LABORATUAR : Laboratuar çalışmaları karın ağrısının nedenini bulmak için yardımcı yöntemlerdir.
Tam kan sayımı (CBC); Enfeksiyon ve kanama ile ilgili bilgi verecek olan asıl yöntemdir. Lökositoz akut apandisitlerin çoğunda, intestinal obstruksiyonların yarısında ve kolesistitlerin bazılarında görülebilir. Gastroenterit ve nedeni belli olmayan karın ağrılarında % 31-43 oranında lökositoz görülür. Periferik yaymada eritrosit destrüksiyonu ve trombositopeni olması hemolitik üremik sendromu gösterebilir.
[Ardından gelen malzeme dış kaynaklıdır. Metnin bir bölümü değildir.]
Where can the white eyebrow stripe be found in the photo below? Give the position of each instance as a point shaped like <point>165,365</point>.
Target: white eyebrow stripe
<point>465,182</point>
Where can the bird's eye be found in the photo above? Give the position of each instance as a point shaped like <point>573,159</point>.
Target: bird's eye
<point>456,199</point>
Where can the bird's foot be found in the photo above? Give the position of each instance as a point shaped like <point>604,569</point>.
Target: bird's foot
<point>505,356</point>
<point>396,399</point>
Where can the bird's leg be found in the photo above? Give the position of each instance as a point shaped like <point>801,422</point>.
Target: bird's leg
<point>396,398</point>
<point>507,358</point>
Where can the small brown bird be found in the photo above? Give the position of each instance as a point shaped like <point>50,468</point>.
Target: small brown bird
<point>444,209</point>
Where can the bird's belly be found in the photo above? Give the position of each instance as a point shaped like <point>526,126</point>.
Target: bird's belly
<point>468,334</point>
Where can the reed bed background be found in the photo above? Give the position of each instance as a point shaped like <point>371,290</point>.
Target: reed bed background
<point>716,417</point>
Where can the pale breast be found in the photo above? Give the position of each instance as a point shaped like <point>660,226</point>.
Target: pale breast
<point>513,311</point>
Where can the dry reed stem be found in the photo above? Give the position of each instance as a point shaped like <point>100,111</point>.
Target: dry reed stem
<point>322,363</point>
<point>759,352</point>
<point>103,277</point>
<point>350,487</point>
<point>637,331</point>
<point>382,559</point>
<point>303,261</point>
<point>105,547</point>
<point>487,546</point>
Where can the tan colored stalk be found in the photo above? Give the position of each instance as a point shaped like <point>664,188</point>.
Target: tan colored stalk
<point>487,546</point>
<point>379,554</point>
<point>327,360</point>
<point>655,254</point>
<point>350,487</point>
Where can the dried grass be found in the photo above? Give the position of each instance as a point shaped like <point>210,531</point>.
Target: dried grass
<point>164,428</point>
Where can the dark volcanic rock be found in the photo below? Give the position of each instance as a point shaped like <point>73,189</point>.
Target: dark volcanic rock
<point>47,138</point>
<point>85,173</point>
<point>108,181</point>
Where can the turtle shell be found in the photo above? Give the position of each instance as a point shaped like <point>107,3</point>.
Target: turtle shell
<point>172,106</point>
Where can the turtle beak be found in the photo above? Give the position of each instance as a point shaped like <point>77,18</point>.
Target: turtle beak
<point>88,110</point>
Biyokimyasal tetkikler; Serum elektrolitleri ve kan gazları, kusma ve diarede faydalıdır. Karın ağrılı bir hastada metabolik asidoz olması sepsis, hypovolemik şok, diabetik ketoasidoz, zehirlenme veya böbrek yetmezliğini düşündürür. Serum glukoz yüksekliği diabetik ketoasidozu, BUN ve kreatinin hidrasyon durumunu ve böbrek patolojisini gösterir. Karaciğer Fonksiyon testleri ve amilaz tayini hepatit ve pankreatitte faydalıdır. Pankreatitden şüphe edildiğinde, amilaz kreatinin klerens oranı aşağıdaki formülle hesaplanmalıdır.
İdrar amilazı Serum kreatinini
----------------- X --------------------------- X 100
Serum amilazı İdrar kreatinini
Buradan çıkan sonuç % 5 den yüksekse hastada pankreatit olduğu kabul edilmelidir.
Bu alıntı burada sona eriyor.